Il explique à cet égard que «les personnes dont les terrains sont délimités par les forêts, notamment les espaces verts protégés, auraient tendance à déclencher un départ de feu pour élargir leur territoire, surtout dans les régions qui connaissent des problèmes au niveau des plans du cadastre, d’autant que les terrains sont délimités en fonction de ce qui les entoure». «Si, à titre d’exemple, le terrain d’un agriculteur s’étend du cours d’eau jusqu’à la forêt, brûler la forêt lui permettra de repousser ses frontières et donc d’agrandir son terrain, fait remarquer M. Stéphan. Ces pratiques devraient se multiplier avec la crise actuelle.

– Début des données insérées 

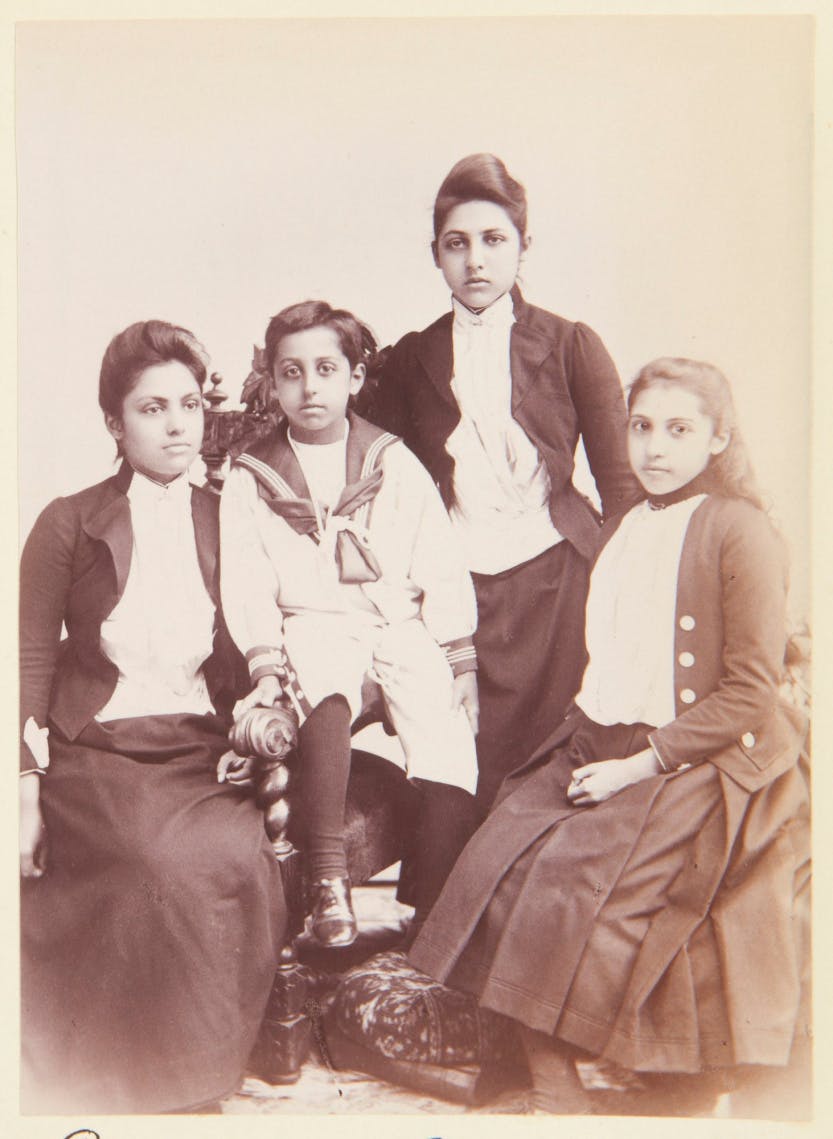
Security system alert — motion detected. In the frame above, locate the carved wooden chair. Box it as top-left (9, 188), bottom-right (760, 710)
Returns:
top-left (202, 372), bottom-right (415, 1083)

Si la population qui vit dans le périmètre de la forêt n’est pas convaincue de la nécessité de la protéger, rien ne peut être fait. Sensibiliser la population à l’importance des plantes et à leur utilisation au quotidien les poussera à protéger eux-mêmes ces habitats. Comme le cyclamen perse (Cyclamen persicum) qui peut être utilisé à la place des feuilles de vigne, ou la baie du berbéris qui est un très bon fruit aphrodisiaque, qu’on peut transformer en sirop ou en liqueur.»

Après les flammes, la vie

«Les incendies sont des épisodes certes traumatisants pour les forêts, mais il ne faut surtout pas se précipiter pour les reboiser rapidement», insiste Rana el-Zein. Comme la forêt a la capacité de se renouveler, il est conseillé de ne pas toucher aux graines dans le sol, aux restes d’arbres encore vivants, aux mycéliums (réseau de filaments blancs s’étendant sur plusieurs kilomètres sous terre, à l'origine de la formation des champignons) et de laisser le vent et les animaux faire leur travail de pollinisation, d’autant que les cendres sont un fertilisant important. L’intervention humaine doit se faire à un stade ultérieur. Elle doit être basée sur des données scientifiques et l’avis des experts. Généralement, il faut attendre cinq ans pour envisager un éventuel reboisement.»